The Buyer's obligation to complete the sale of the Property is subject to
satisfaction of the following conditions on or before the closing unless waived
in whole or in part by the Buyer:

     o    All of the documents required to be delivered by the Seller to the
          Buyer at the closing shall have been delivered;

     o    Each of the representations, warranties and covenants of the Seller
          shall be true in all material respects as of the closing;



                                       14


     o    The Seller shall have complied with, fulfilled and performed in all
          material respects each of the covenants, terms and conditions to be
          complied with, fulfilled or performed by the Seller; and

     o    As of May 5, 2004, the actual occupancy level of the Property shall
          not have decreased by more than 15% from the actual occupancy level on
          the effective date of the Purchase and Sale Agreement.

                             TERMINATION AND DEFAULT

During the Buyer's due diligence period for its examination of the Property, the
Buyer may terminate the agreement for any reason or no reason. If the Buyer
terminates the agreement during the Buyer's due diligence period, then the
initial $43,500 deposit shall be returned to the Buyer.

The agreement may be terminated at any time after the expiration of the Buyer's
due diligence period through the closing:

     o    By the Seller, if the Buyer defaults in its obligations hereunder to
          (a) deliver any of the deposits, (b) deliver to the Seller the
          required closing deliveries specified under the agreement, or (c)
          deliver the purchase price at the time required by the agreement and
          close on the purchase of the Property on the closing.
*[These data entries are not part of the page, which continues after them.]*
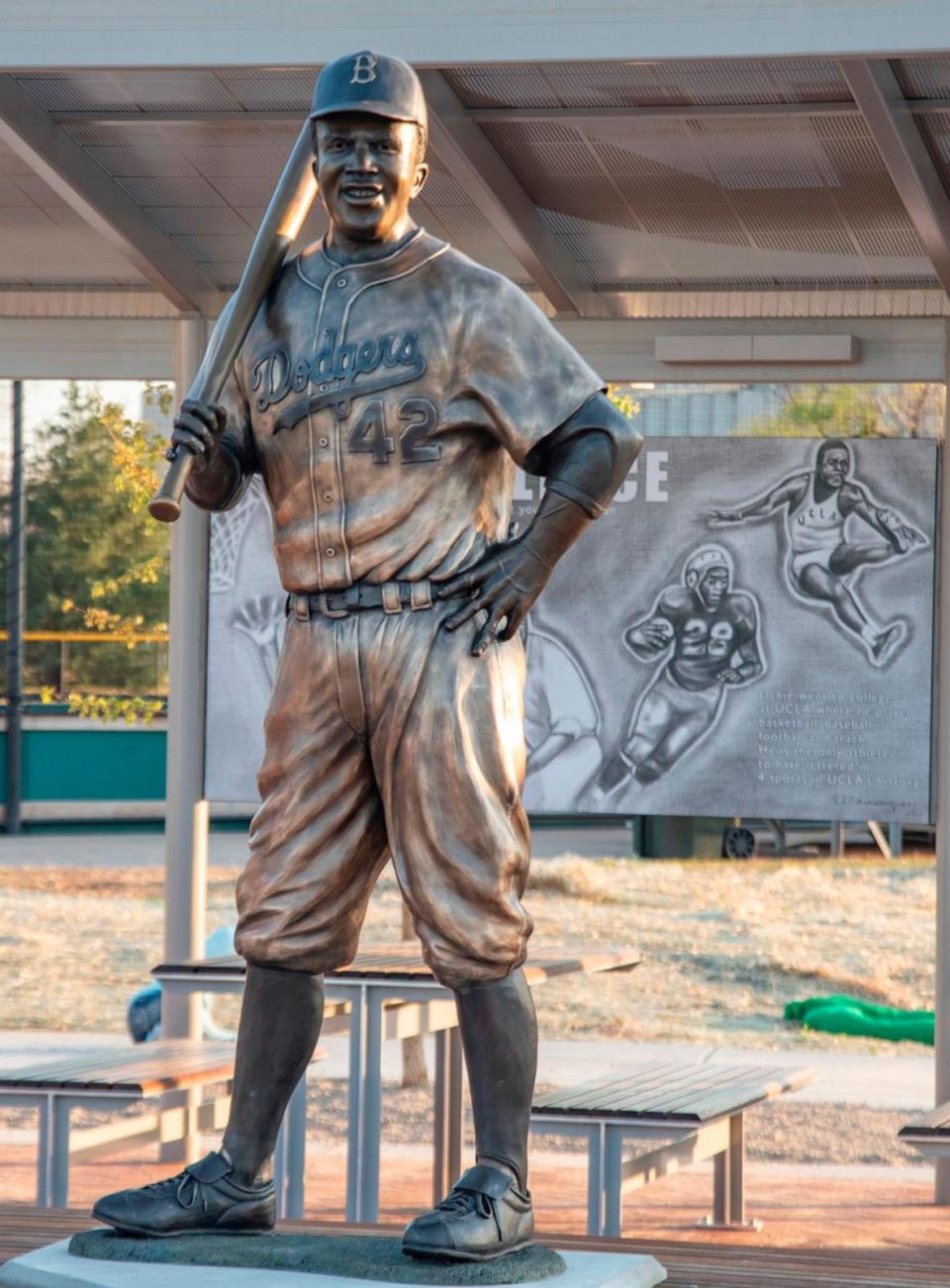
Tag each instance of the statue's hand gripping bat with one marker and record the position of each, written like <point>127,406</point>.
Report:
<point>292,199</point>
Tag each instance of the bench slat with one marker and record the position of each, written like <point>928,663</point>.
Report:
<point>650,1086</point>
<point>127,1069</point>
<point>699,1094</point>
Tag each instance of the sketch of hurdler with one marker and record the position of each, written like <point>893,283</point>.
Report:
<point>561,723</point>
<point>823,563</point>
<point>708,635</point>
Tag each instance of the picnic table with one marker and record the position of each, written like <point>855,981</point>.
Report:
<point>391,993</point>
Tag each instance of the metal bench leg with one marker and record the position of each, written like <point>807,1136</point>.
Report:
<point>596,1178</point>
<point>371,1109</point>
<point>446,1164</point>
<point>44,1152</point>
<point>736,1155</point>
<point>280,1168</point>
<point>728,1184</point>
<point>720,1188</point>
<point>613,1181</point>
<point>354,1101</point>
<point>59,1177</point>
<point>295,1150</point>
The Seller may
          also terminate the agreement if the Buyer defaults in any of its
          representations, warranties or obligations; and

     o    By the Buyer, if the Seller defaults in its representations,
          warranties, covenants, or obligations under the agreement, including
          selling the Property.

If the Seller terminates the agreement due to a default of or breach by the
Buyer, then the Seller is entitled to keep all the Buyer's deposits as
liquidated damages. If the Buyer terminates the agreement due to a default or
breach of the Seller, then the Buyer may choose to either (i) recover the
Buyer's deposits, or (ii) seek specific performance for the conveyance of the
Property to the Buyer.

                           EXPENSES AND CLOSING COSTS

The Seller shall pay the base premium for the title policy, the cost of
recording any instruments required to discharge any liens or encumbrances
against the Property, and one-half of the customary closing costs of the escrow
agent for the sale of the Property. The Buyer shall pay any transfer, sales,
use, gross receipts or similar taxes, any premiums or fees required to be paid
by the Buyer with respect to its title policy for the Property, and one-half of
the customary closing costs of the escrow agent for the sale of the Property.

          DELIVERY OF DOCUMENTS TO SECURITY HOLDERS SHARING AN ADDRESS

Only one information statement is being delivered to multiple limited partners
sharing an address unless the Partnership has received contrary instructions
from one or more of the limited partners.



                                       15


The Partnership will undertake to deliver promptly upon written or oral request
a separate copy of this information statement to a limited partner at a shared
address to which the Partnership delivered a single copy of the information
statement. If a limited partner wishes to notify the Partnership that he or she
wishes to receive a separate copy of this information statement, the limited
partner may contact the Partnership as follows:

By mail:          Angeles Opportunity Properties, Ltd.
                  Stanford Place 3, 4582 S. Ulster Street Parkway, Suite 1100
                  Denver, CO 80237

By telephone:     (888) 789-8600

A limited partner may also use the above telephone number, facsimile number or
mailing address to notify the Partnership that limited partners sharing an
address request delivery of a single copy of this information statement if they
are receiving multiple copies of information statements.